The most popular intrinsic performance measure for N-Gram language models is Perplexity. This metric measures how good a language model is adapted to text of the validation corpus, more concrete: How good the language model predicts next words in the validation data.

Let \(W=w_1 w_2 w_3, \ldots, w_N\) be the text of a validation corpus. Then the Perplexity of a statistical language model on the validation corpus is in general

\[ PP(W)=\sqrt[N]{\frac{1}{P(w_1 w_2 w_3 \ldots w_N)}}. \]

By applying the chain-rule we obtain:

\[ PP(W)=\sqrt[N]{\prod\limits_{i=1}^N \frac{1}{P(w_i | w_1 w_2 \ldots w_{i-1})}} \]

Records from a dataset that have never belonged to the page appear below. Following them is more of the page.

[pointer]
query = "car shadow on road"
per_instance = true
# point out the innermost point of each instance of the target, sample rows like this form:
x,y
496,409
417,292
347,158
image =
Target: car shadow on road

As described above, under the assumption of an N-gram language model, the factors of the chain-rule become simpler, since only \(N-1\) predessors must be regarded. Hence the perplexity of the N-Gram language model on the validation data \(W\) is:

\[ PP(W)=\sqrt[N]{\prod\limits_{i=1}^N \frac{1}{P(w_i |w_{i-N-1} \ldots w_{i-1})}} \label{eq:perplex} \tag{8} \]

The conditional probabilities in the denominator are the ones, learned from the training corpus. As the probabilites are in the denominator, the lower perplexity indicates the better language model.

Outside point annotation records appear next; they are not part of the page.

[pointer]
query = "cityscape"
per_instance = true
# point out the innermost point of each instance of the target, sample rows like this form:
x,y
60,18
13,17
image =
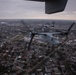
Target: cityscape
x,y
41,58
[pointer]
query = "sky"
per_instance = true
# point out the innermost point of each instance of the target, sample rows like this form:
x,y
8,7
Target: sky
x,y
22,9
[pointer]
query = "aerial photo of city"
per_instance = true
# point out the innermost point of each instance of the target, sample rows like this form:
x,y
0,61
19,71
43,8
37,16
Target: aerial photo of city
x,y
33,43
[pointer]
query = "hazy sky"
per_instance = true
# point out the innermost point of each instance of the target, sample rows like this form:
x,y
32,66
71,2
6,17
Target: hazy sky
x,y
22,9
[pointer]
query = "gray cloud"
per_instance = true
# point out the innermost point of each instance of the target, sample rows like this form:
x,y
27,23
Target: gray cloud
x,y
30,9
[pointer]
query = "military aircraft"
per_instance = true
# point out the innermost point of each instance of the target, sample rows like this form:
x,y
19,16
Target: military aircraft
x,y
49,37
53,6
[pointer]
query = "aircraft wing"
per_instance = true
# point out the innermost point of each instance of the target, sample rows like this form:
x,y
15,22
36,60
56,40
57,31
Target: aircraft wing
x,y
53,6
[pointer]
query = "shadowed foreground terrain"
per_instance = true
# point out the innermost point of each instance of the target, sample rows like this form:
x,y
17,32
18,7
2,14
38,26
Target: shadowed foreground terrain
x,y
40,59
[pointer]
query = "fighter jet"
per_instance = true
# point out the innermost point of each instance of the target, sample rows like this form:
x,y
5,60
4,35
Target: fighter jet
x,y
53,6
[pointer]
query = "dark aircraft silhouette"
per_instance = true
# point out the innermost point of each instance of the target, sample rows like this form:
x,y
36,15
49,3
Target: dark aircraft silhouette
x,y
53,6
49,37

An example for perplexity of a Unigram- and a Bigram language model is given below in Perplexity of Unigram- and Bigram-Model.

4.7. Example

The following example is from [JM09], the underlying corpus is the Berkeley Restaurant Project corpus [JWT+94]. In the first two tables the Bigram and Unigram frequencies of 8 words from the corpus are listed. In total, there are \(\mid V \mid = 1446\) different words in the corpus. In the Bigram-table (first table) the entry in the row of \(word_x\) and column of \(word_y\) is the frequency of the Bigram \((word_x,word_y)\). For example

\[ \#(I,want) = 827. \]

From the Bigram- and Unigram-counts the Bigram probabilities (third table) can be Maximum-Likelihood estimated by applying equation \(\eqref{eq:condprobest}\). For example

\[ P(want \mid I) = \frac{827}{2533}=0.33. \]
Figure:Bigram counts for eight of the words in the Berkeley Restaurant Project corpus of 9332 sentences.
Figure:Unigram counts for eight of the words in the Berkeley Restaurant Project corpus
Figure:Bigram probabilities for eight words in the Berkeley Restaurant Project corpus of 9332 sentences.

4.7.1. Perplexity of Unigram- and Bigram-Model

The unrealistically small validation corpus is

\[ W=(I, want, chinese, food) \]

A Unigram- and a Bigram-Language model has been trained from the Berkeley Restaurant corpus. The question is, which of these two models performs better on the validation data. From the tables above, we can easily determine the probabilities, which are required for calculating the perplexity of the two models:

Perplexity of Unigram Model:

\[\begin{split} PP(W) = \sqrt[4]{\frac{1}{P(i)} \frac{1}{P(want)} \frac{1}{P(chinese)} \frac{1}{P(food)}} \\ = \sqrt[4]{\frac{8493}{2533} \frac{8493}{927} \frac{8493}{158} \frac{8493}{1093}} \\ = 10.64 \end{split}\]

Perplexity of Bigram Model:

\[\begin{split} PP(W) = \sqrt[4]{\frac{1}{P(i)} \frac{1}{P(want|i)} \frac{1}{P(chinese|want)} \frac{1}{P(food|chinese)}} \\ = \sqrt[4]{\frac{8493}{2533} \frac{1}{0.33} \frac{1}{0.0065} \frac{1}{0.52}} \\ = 7.4 \end{split}\]

Since the perplexity of the bigram-model is lower, this model is adapted better on the validation data.